Петр замолк, переводя дух. Воспользовавшись паузой, в разговор вступил сумрачный Гордон:

– Осмелюсь заметить, господин бомбардир, что неразумно бросать лучшие силы армии на нижнюю часть фортеции, ибо переправа через реку Дон отнимет много времени. Сие означает, что названные вами, господин бомбардир, полки Преображенский и Семеновский опоздают к общему штурму и, беспременно, понесут большие потери, потому как место сие знатно укреплено басурманами. Вязкое мелководье Дона не позволит полкам сим организованно и быстро отойти в случае, спаси господь нас от этого, неудачи штурма.

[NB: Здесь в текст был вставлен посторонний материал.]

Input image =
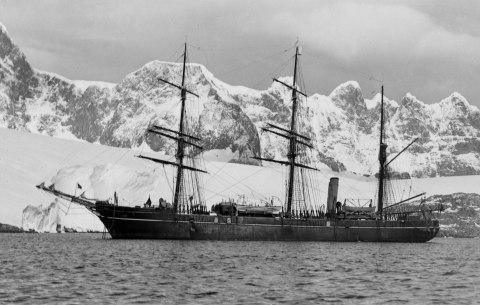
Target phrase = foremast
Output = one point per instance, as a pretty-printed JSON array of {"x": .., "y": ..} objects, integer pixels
[
  {"x": 181, "y": 137},
  {"x": 382, "y": 159},
  {"x": 292, "y": 135}
]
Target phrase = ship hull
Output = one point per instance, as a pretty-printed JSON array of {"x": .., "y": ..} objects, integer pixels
[{"x": 140, "y": 223}]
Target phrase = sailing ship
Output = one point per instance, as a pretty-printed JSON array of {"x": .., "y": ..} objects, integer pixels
[{"x": 188, "y": 217}]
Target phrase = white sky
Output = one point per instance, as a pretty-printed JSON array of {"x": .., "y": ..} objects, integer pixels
[{"x": 428, "y": 48}]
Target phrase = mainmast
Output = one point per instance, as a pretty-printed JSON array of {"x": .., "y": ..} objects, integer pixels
[
  {"x": 180, "y": 148},
  {"x": 181, "y": 137},
  {"x": 292, "y": 152},
  {"x": 292, "y": 135},
  {"x": 382, "y": 158}
]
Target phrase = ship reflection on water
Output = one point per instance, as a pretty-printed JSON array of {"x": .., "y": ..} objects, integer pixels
[{"x": 85, "y": 268}]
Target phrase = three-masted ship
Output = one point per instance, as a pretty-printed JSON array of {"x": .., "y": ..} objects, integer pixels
[{"x": 188, "y": 218}]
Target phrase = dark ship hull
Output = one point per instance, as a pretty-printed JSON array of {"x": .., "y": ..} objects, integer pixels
[{"x": 155, "y": 223}]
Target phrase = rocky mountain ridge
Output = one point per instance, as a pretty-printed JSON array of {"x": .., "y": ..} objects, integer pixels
[{"x": 343, "y": 125}]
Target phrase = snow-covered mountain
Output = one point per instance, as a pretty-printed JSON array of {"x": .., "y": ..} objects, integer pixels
[{"x": 343, "y": 124}]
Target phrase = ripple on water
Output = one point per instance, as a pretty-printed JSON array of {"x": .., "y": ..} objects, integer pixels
[{"x": 83, "y": 268}]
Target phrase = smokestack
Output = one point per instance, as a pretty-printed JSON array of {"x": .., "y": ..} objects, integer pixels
[{"x": 332, "y": 195}]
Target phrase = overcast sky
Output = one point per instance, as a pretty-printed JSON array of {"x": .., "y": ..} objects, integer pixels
[{"x": 428, "y": 48}]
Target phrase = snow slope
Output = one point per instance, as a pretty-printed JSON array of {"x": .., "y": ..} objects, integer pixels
[{"x": 28, "y": 159}]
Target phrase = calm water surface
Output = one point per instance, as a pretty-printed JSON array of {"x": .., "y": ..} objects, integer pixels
[{"x": 84, "y": 268}]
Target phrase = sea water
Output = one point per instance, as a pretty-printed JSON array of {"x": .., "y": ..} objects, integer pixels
[{"x": 86, "y": 269}]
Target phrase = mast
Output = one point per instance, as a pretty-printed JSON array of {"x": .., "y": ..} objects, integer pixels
[
  {"x": 181, "y": 137},
  {"x": 292, "y": 153},
  {"x": 292, "y": 136},
  {"x": 180, "y": 147},
  {"x": 382, "y": 158}
]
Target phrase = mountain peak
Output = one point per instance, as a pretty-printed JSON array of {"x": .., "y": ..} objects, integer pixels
[
  {"x": 457, "y": 98},
  {"x": 347, "y": 87},
  {"x": 349, "y": 95}
]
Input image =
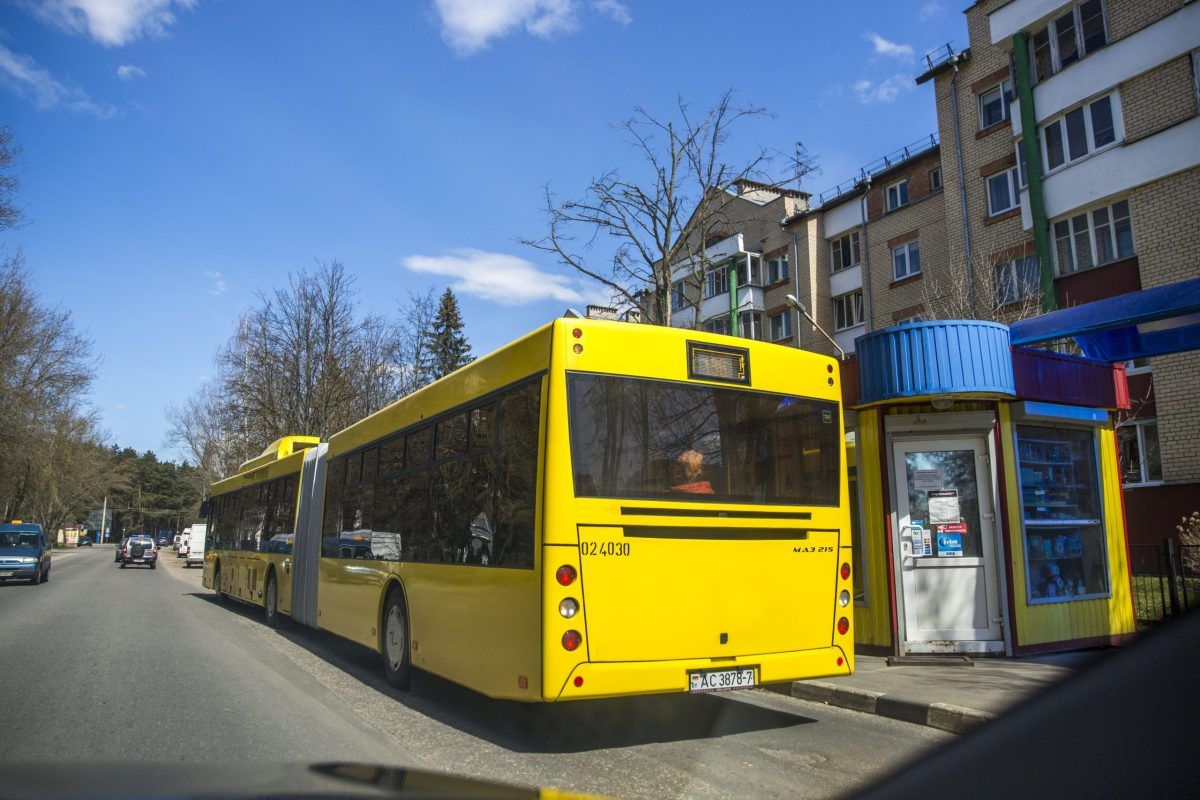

Петр, насупившись, выслушал резонные доводы шотландца, но менять план не стал. Это была ошибка… Второй просчет царя заключался в том, что он выключил из штурма донских казаков, поручив им охрану своего лагеря от возможного нападения татарской конницы. Напрасно атаман Минаев вместе с Гордоном пытался доказать царю, что опытные и умелые бойцы, какими были казаки, нужны именно там, на валах и стенах Азова. Петр стоял на своем; единственно, что разрешил он атаману – отобрать по жребию тысячу донцов для участия в штурме.

Вечером двадцать четвертого сентября Петр с Лефортом спустились в минные галереи. При свете факелов прошли по воде до конца тоннеля, где аккуратно уложенные покоились бомбы и бочки с порохом. Лефорт пояснил, что здесь, в большом подкопе, заложено девяносто пять пудов пороха и бомб; в меньшем подкопе саперы уложили шестнадцать крупных и тридцать маленьких бомб. Петр покосился на громаду взрывчатки, опасливо отодвинул факел в сторону. Лефорт чуть заметно усмехнулся, царь собирался что-то сказать ему, но тут с левой стороны послышался неясный шум, глухие голоса. Петр и Лефорт замерли, вслушиваясь: за толщей земли шла работа, без слов было ясно, что турки готовят контрмину. Скорей бы наступило утро штурма!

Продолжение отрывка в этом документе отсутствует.